The Cyberspace Law and Policy Centre at the University of New South Wales’ Faculty of Law yesterday launched the whitepaper Data Sovereignty and the Cloud: A Board and Executive Officer’s Guide, an easy-to-read document intended to help organisations start to address the increasingly complex legal issues around cloud computing.
Here is an overview of the key issues discussed in the whitepaper, as written by UNSW:
1. Thou must be aware that information stored in a cloud environment can conceivably be subject to more than one nation’s laws.
2. Thou must remember that the onus is on the business (i.e. the cloud customer) to ensure that the cloud provider used complies with local laws — local being where the cloud provider, and or the data, is being stored.
3. Thou must remember, by nature a cloud computing environment invites international considerations — many from the US. The 4th Amendment to the US Constitution may offer some protection for US citizens, but does not necessarily hinder government search or seizure of anyone’s data without a specific warrant. Australians can’t easily rely on the US 4th Amendment, and we also lack any local constitutional Bill of Rights.
4. Thou shalt check whether your cloud service provider has extended its insurance policy so that it also includes cover for your data; not all clouds are created equal.

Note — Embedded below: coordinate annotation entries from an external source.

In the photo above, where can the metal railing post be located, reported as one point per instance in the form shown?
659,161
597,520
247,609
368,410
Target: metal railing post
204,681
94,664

5. Thou must acknowledge it is not the application, but the data which needs to be profiled and classified so a policy can automate its residence within a hybrid cloud.
6. Thou shalt investigate and formulate criteria that determine what information, if any, should be housed in Australia or exclusively under Australian control. Certain categories of documents may require special treatment by law (e.g. health records), while others may need special treatment for business or legal reasons.
7. Thou shalt investigate whether “personal information” really needs to be stored in identifiable form, since permanent de-identification can mean privacy rules no longer apply. But beware of potential re-identification: if the original identity can still be “reasonably ascertained”, all bets are off.
8. Thou should know the US has entered into mutual legal assistance treaties with over 50 countries. This means information is readily shared amongst signatories. It also includes invitation to spontaneously offer data to a foreign State.
9. Thou must be aware a foreign owned vendor may be subject to their country’s laws, even if they operate in Australia. If the vendor is subpoenaed by a foreign law enforcement agency for access to data belonging to the vendor’s customer, the vendor may be legally prohibited from notifying their customer of said subpoena.
10. Thou should note the ramifications of the revised Privacy Act coming into effect in 2014, where it is not stipulated that foreign providers must comply with Australian Privacy Law.